The question caught her off balance. “You mean, ghosties and ghoolies and…” She frowned. “I seriously hope you’re not trying to tell me my aunt was a ghost.”
“Actually no, I don’t think your aunt was a ghost. You could touch her couldn’t you? She ate and drank like a normal person?”
“Yes, she ate like a normal person. Because, you know what? She was a normal person.” Albeit a rather strange one, but Tara pushed that thought to the back of her mind.
“Tara, your aunt was far from normal.” He gestured to the photographs. “However much you dislike the idea, you have to acknowledge that something strange was going on.”
Tara forced herself to calm down. “Okay, tell me what you think happened.”
“The body of your aunt was never buried.”
“Yes it was, I was there at the funeral.”
He sighed. “I mean twenty years ago.”
She felt a spark of hope. “Well obviously it wasn’t buried, because she wasn’t dead. They made a mistake.”
“There was no mistake. I’ve seen the death certificate and the coroner’s report—she was dead twenty years ago. The body disappeared before it could be buried. There are reports, they’re all in the file.”
“You’re telling me I was brought up by a dead person. That Aunt Kathy was some sort of zombie?” She could hear her voice rising.
“Not a zombie, no.”
“Well, thank goodness for that.”
“There are other ways to reanimate a corpse.”
Tara bolted from her chair. “I am not listening to this.”
“You have to.
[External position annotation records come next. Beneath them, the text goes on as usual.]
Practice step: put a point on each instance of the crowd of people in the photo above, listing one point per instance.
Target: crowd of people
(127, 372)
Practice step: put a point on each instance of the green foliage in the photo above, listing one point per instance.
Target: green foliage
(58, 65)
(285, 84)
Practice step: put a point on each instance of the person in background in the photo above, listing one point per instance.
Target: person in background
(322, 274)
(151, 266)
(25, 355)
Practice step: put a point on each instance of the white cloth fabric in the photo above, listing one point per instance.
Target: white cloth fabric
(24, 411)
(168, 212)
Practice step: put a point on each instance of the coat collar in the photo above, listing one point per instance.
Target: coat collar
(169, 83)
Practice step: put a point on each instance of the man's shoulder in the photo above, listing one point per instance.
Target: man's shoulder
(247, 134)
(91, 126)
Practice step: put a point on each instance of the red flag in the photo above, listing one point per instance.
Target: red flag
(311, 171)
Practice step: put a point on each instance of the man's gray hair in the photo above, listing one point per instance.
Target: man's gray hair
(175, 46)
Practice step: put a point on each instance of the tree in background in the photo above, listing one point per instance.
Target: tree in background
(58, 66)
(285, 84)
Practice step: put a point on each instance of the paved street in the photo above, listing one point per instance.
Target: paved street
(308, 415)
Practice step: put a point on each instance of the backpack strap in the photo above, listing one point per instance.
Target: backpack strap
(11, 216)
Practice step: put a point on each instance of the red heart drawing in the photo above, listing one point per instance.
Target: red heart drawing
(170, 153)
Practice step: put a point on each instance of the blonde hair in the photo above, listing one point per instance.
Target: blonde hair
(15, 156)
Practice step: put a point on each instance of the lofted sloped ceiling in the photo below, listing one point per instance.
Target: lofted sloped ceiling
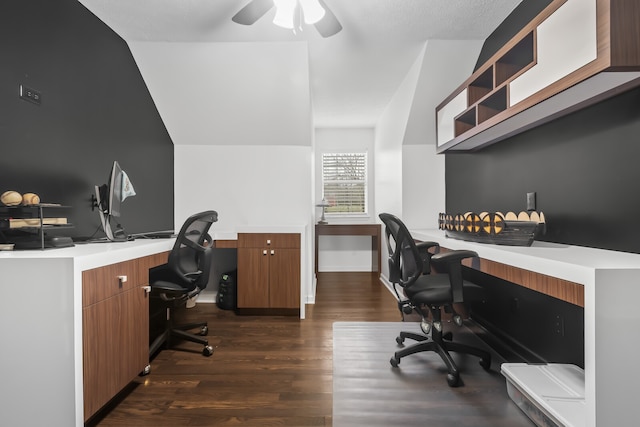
(352, 75)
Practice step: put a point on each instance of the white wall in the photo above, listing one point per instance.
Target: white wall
(229, 93)
(410, 176)
(247, 186)
(445, 65)
(345, 253)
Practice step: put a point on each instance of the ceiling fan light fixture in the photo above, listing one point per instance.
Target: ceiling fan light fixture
(312, 11)
(285, 13)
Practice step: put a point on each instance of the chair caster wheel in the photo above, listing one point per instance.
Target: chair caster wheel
(453, 380)
(425, 326)
(394, 362)
(485, 363)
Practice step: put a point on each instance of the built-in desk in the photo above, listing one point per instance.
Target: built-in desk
(372, 230)
(41, 325)
(610, 283)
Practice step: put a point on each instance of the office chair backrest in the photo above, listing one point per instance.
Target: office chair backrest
(405, 262)
(191, 256)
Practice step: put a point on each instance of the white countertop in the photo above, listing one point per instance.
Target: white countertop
(573, 263)
(90, 255)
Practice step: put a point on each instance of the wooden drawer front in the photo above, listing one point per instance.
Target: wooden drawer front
(101, 283)
(115, 346)
(147, 263)
(270, 240)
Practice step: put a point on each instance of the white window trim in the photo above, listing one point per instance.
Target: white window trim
(365, 168)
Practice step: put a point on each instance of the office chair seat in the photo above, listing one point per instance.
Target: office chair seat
(185, 275)
(429, 293)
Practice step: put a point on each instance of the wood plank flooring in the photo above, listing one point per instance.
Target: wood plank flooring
(265, 370)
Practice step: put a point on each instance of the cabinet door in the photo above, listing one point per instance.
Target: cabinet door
(253, 278)
(284, 278)
(115, 345)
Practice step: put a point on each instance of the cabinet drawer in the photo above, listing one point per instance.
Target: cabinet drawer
(103, 282)
(271, 240)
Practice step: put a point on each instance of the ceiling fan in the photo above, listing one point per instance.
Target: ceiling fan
(290, 14)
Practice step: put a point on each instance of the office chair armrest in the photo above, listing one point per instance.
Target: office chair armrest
(453, 256)
(453, 261)
(193, 273)
(427, 245)
(423, 248)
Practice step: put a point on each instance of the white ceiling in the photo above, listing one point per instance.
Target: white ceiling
(353, 74)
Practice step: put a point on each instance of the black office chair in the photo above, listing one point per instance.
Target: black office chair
(184, 276)
(429, 292)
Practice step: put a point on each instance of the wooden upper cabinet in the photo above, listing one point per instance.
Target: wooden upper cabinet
(573, 54)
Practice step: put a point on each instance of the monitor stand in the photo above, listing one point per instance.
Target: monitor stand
(119, 235)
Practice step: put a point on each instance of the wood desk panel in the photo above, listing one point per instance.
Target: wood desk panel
(564, 290)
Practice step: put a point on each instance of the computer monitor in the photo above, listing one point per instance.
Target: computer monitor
(109, 198)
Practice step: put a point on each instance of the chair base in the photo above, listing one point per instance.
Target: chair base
(166, 338)
(437, 344)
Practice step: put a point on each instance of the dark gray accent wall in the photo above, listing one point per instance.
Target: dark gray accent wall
(95, 109)
(583, 168)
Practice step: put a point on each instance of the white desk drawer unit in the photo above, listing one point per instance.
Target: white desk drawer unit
(551, 395)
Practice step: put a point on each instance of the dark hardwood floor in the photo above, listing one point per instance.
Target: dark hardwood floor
(265, 370)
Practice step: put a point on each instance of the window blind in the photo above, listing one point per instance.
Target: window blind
(344, 182)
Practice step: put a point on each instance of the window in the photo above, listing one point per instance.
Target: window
(344, 182)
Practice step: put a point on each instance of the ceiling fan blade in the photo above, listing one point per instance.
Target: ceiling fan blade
(329, 24)
(253, 11)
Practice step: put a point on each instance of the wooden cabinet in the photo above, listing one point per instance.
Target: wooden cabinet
(269, 270)
(115, 328)
(573, 54)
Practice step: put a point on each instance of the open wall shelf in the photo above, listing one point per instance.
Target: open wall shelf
(555, 65)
The woman who brought you up has been dead for over twenty years.”
She stared into his face, sure she must have heard him wrong, but no, he seemed serious. Suddenly she was furious. She took a step toward him and poked him in the chest. It was like stubbing her finger on a lump of rock and she winced. “You are so not funny.”
She blamed her cat for this. Trust Smokey to pick the one nutcase private investigator in the whole of London. “And by the way,” she added. “You’re fired!”
She grabbed her purse and stormed away. She’d almost reached the door when he spoke again.
“Tara—”
She whirled.
Somehow, he was right behind her and she almost slammed into him. She put up her arms to ward him off and her palms flattened against his chest. He leaned forward and kissed her.
She stood there, hands splayed against his chest, while he touched her only with his lips. The kiss was slow, erotic. He tasted her with his tongue, and she let him do whatever he wished. It was over far too soon, and he stepped back.
In a daze, she opened the door and was just about to step through when he called her again. She stopped and turned.
He handed her the file, his expression sympathetic. “When you’ve read this, calmed down, and are willing to listen, come back.”